Suddenly a policeman in full riot gear, his face obscured by a gas mask, materialized from out of the fog, blocking our path.
“Let go of the girl, Kymie.” Although his voice was muffled, there was no mistaking the intent behind the semiautomatic pistol pointed at Hexe’s chest.
I opened my mouth to yell at the cop and tell him that Hexe was trying to save me, not hurt me, but all I could do was cough and choke on the burning air. Hexe tightened his grip on my hand, but did not respond to the policeman’s threat.

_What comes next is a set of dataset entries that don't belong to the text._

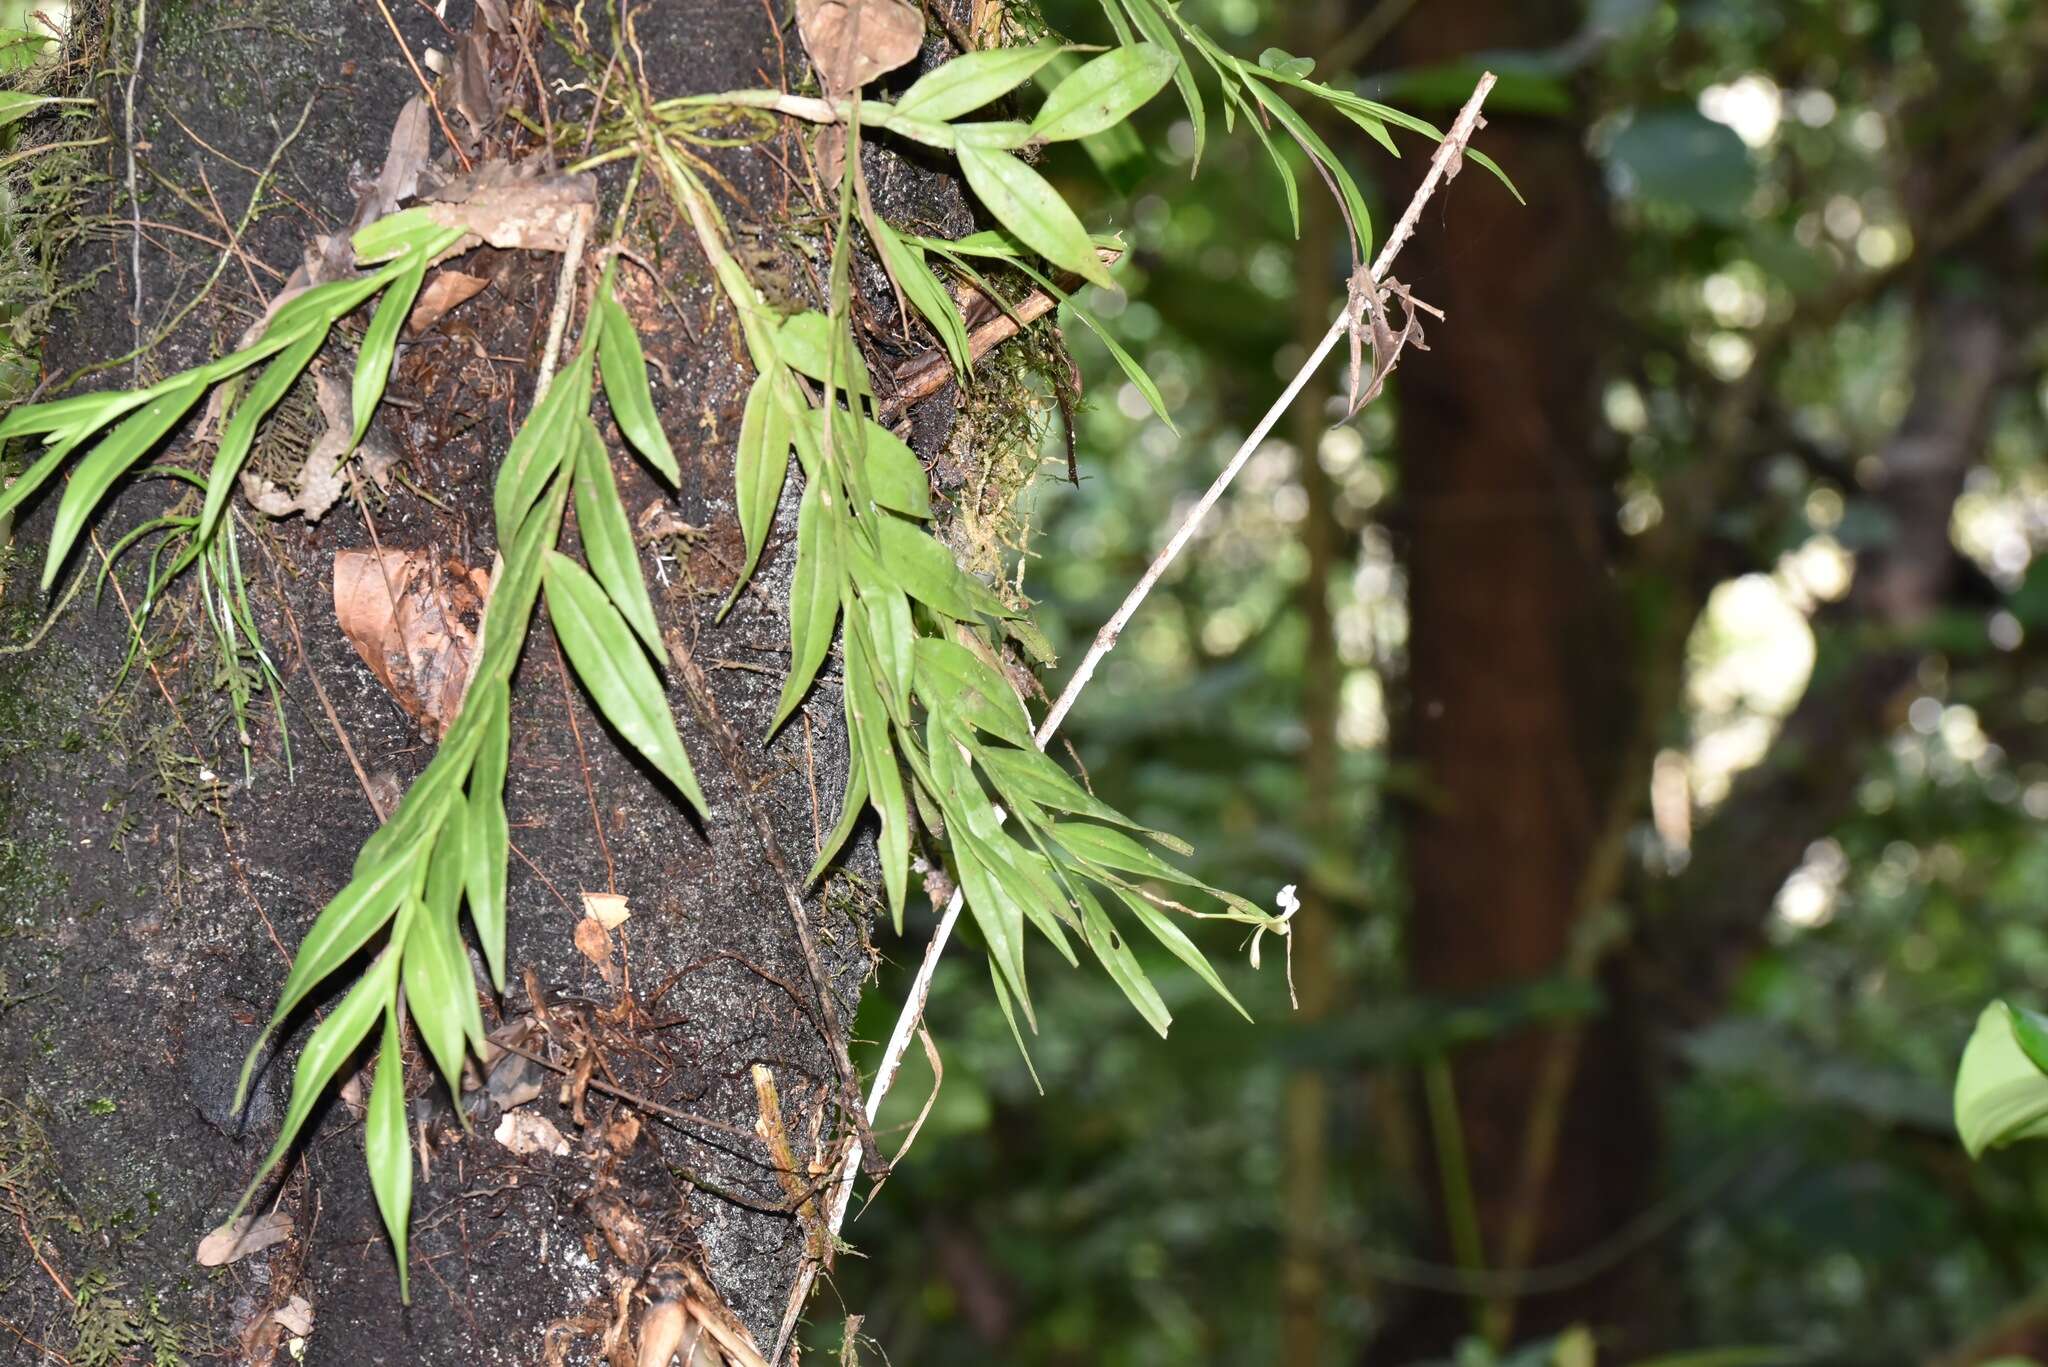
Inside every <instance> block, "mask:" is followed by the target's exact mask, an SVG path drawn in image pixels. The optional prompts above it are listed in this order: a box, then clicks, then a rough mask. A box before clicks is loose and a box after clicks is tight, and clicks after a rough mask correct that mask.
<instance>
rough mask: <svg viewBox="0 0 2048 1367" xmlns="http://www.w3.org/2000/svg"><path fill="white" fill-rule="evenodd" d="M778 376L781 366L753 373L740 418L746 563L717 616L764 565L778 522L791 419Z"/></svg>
mask: <svg viewBox="0 0 2048 1367" xmlns="http://www.w3.org/2000/svg"><path fill="white" fill-rule="evenodd" d="M780 375H782V373H780V371H764V373H760V375H756V377H754V387H752V389H748V406H745V412H743V414H741V418H739V449H737V451H735V453H733V506H735V510H737V512H739V535H741V539H743V541H745V562H743V564H741V566H739V578H737V580H735V582H733V592H731V596H727V598H725V605H723V607H721V609H719V617H725V615H727V613H729V611H733V603H737V600H739V590H741V588H745V586H748V580H750V578H754V566H758V564H760V557H762V547H766V545H768V529H772V527H774V510H776V508H778V506H780V504H782V484H784V482H786V480H788V424H786V422H784V418H782V404H778V402H776V393H774V385H776V383H778V379H780Z"/></svg>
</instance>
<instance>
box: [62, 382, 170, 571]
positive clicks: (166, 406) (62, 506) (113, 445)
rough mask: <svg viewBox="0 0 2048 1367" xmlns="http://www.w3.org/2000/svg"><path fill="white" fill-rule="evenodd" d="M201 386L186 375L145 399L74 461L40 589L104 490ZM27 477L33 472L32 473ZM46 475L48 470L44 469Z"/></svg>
mask: <svg viewBox="0 0 2048 1367" xmlns="http://www.w3.org/2000/svg"><path fill="white" fill-rule="evenodd" d="M203 389H205V385H203V383H201V381H199V379H197V377H188V379H184V381H182V383H176V385H172V387H168V389H164V391H162V393H160V396H158V398H154V400H150V402H147V404H145V406H143V408H141V410H137V412H133V414H129V416H127V418H123V420H121V424H119V426H117V428H115V430H111V432H106V437H102V439H100V443H98V445H96V447H92V451H90V453H88V455H86V459H82V461H80V463H78V469H76V471H74V473H72V482H70V484H68V486H66V490H63V500H61V502H59V504H57V516H55V523H53V525H51V529H49V555H47V557H45V560H43V590H45V592H49V586H51V584H53V582H55V580H57V570H59V568H61V566H63V560H66V557H68V555H70V553H72V545H74V543H76V541H78V535H80V533H82V531H84V529H86V523H88V521H90V519H92V512H94V510H96V508H98V506H100V500H102V498H106V492H109V490H111V488H113V486H115V480H119V478H121V475H125V473H127V471H129V467H131V465H133V463H135V461H139V459H141V457H143V455H147V453H150V447H154V445H156V443H160V441H162V439H164V434H166V432H170V428H172V426H176V424H178V420H180V418H184V414H186V412H188V410H190V408H193V404H195V402H197V400H199V396H201V391H203ZM31 473H35V471H33V469H31ZM45 473H47V471H45Z"/></svg>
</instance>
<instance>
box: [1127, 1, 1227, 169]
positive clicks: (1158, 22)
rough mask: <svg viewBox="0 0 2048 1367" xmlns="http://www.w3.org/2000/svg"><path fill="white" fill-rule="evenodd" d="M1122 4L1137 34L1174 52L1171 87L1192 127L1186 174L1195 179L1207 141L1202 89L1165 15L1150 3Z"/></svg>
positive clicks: (1130, 1)
mask: <svg viewBox="0 0 2048 1367" xmlns="http://www.w3.org/2000/svg"><path fill="white" fill-rule="evenodd" d="M1122 4H1124V8H1126V10H1128V12H1130V23H1135V25H1137V29H1139V33H1143V35H1145V37H1147V39H1151V41H1153V43H1157V45H1159V47H1163V49H1165V51H1169V53H1174V88H1176V90H1180V100H1182V105H1186V107H1188V123H1192V125H1194V160H1192V164H1190V166H1188V174H1190V176H1194V172H1198V170H1200V168H1202V146H1204V143H1206V141H1208V117H1206V115H1204V113H1202V88H1200V86H1198V84H1194V72H1190V70H1188V61H1186V59H1184V57H1182V55H1180V41H1178V39H1176V37H1174V29H1171V27H1169V25H1167V20H1165V14H1161V12H1159V10H1157V6H1153V2H1151V0H1122Z"/></svg>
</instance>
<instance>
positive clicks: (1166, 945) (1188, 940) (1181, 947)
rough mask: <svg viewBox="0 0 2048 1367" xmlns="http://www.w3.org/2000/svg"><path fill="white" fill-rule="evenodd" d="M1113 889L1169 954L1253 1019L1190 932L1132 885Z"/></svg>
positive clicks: (1231, 1004)
mask: <svg viewBox="0 0 2048 1367" xmlns="http://www.w3.org/2000/svg"><path fill="white" fill-rule="evenodd" d="M1110 892H1114V894H1116V896H1118V900H1122V904H1124V906H1128V908H1130V914H1133V916H1137V918H1139V924H1143V926H1145V928H1147V930H1151V935H1153V939H1157V941H1159V943H1161V945H1165V947H1167V953H1171V955H1174V957H1176V959H1180V961H1182V963H1186V965H1188V967H1190V969H1194V976H1196V978H1200V980H1202V982H1206V984H1208V988H1210V990H1212V992H1214V994H1217V996H1221V998H1223V1000H1227V1002H1229V1004H1231V1008H1235V1010H1237V1014H1241V1017H1243V1019H1245V1021H1249V1019H1251V1012H1249V1010H1245V1008H1243V1004H1241V1002H1239V1000H1237V998H1235V996H1231V990H1229V988H1225V986H1223V978H1219V976H1217V969H1214V967H1212V965H1210V961H1208V959H1206V957H1204V955H1202V951H1200V949H1196V947H1194V941H1190V939H1188V933H1186V930H1182V928H1180V926H1178V924H1174V918H1171V916H1169V914H1167V912H1165V908H1159V906H1153V904H1151V902H1147V900H1145V896H1143V894H1139V892H1135V889H1130V887H1110Z"/></svg>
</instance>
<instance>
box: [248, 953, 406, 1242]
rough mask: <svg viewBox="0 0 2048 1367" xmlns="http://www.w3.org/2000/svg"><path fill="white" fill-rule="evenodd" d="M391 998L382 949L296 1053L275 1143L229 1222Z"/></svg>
mask: <svg viewBox="0 0 2048 1367" xmlns="http://www.w3.org/2000/svg"><path fill="white" fill-rule="evenodd" d="M395 994H397V951H393V949H385V951H383V953H381V955H377V961H375V963H371V967H369V971H367V974H362V978H358V980H356V986H354V988H350V990H348V996H344V998H342V1000H340V1004H338V1006H336V1008H334V1010H330V1012H328V1019H326V1021H322V1023H319V1025H317V1027H313V1035H311V1037H309V1039H307V1041H305V1049H301V1051H299V1066H297V1068H295V1070H293V1074H291V1101H289V1103H285V1123H283V1125H281V1127H279V1131H276V1142H274V1144H272V1146H270V1152H268V1154H266V1156H264V1160H262V1166H260V1168H256V1176H252V1178H250V1187H248V1191H244V1193H242V1203H240V1205H236V1209H233V1215H229V1219H233V1217H236V1215H240V1213H242V1211H244V1209H246V1207H248V1203H250V1197H254V1195H256V1187H258V1185H260V1183H262V1178H266V1176H268V1174H270V1168H274V1166H276V1162H279V1160H281V1158H283V1156H285V1154H287V1152H289V1150H291V1142H293V1140H297V1137H299V1131H301V1129H303V1127H305V1121H307V1117H309V1115H311V1113H313V1107H315V1105H319V1099H322V1096H324V1094H326V1090H328V1082H334V1076H336V1074H338V1072H340V1070H342V1064H346V1062H348V1060H350V1055H354V1051H356V1049H358V1047H360V1045H362V1041H365V1039H369V1033H371V1027H373V1025H377V1019H379V1017H381V1014H383V1012H387V1010H389V1008H391V1000H393V996H395Z"/></svg>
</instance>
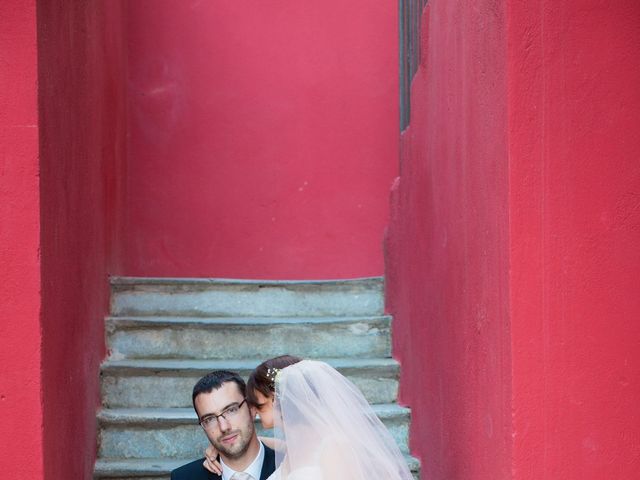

The cop took another step closer, raising the sight of his weapon to Hexe’s forehead.
“I
said
let her go, Kymie.”
Just then there was a huge
boom,
as if a giant had clapped his hands beside my head, momentarily robbing me of my hearing. The policeman turned to look at where the ESU truck had been a moment before. It took me a second to realize that the vehicle’s gas tank must have exploded. As the policeman turned back to face us, Hexe quickly raised his right hand and the ESU squad member froze in place. We stepped around the living statue and continued running in the direction of Beekman Street, desperate to put the madness behind us.
Suddenly a blinding light stabbed down from above, accompanied by a thunderous roar and a wild wind, which tore apart the localized cloud of tear gas and the black smoke from the burning tires, dispersing it into the side streets and alleyways, as well as the nearby homes and businesses of countless innocent Golgothamites. I looked up to see an NYPD helicopter circling overhead like a mechanical vulture.
An armed police officer standing in the open bay of the copter pointed in our direction, and the spotlight swiveled to follow us. A second later the copter dropped so low I was afraid it might hit the roof of a nearby building. The backwash from its rotors was so strong it nearly snatched me out of Hexe’s grip. He stopped to scowl at the machine hovering overhead and lifted his right hand before his face, as if shielding his eyes from the glare of the searchlight. A moment later, the light wandered away, the occupants of the helicopter apparently no longer interested in us. We managed to get back to the boardinghouse without running into any further trouble.
Once we’d made it inside, Hexe slammed the door behind us and then slid down onto the floor of the foyer in exhaustion, resting his back against the wall. As I knelt beside him and kissed him, he grabbed me and pulled me close. We sat there for a long moment, trembling like foxes that had just escaped the hounds, secure in the knowledge we were safe in our den.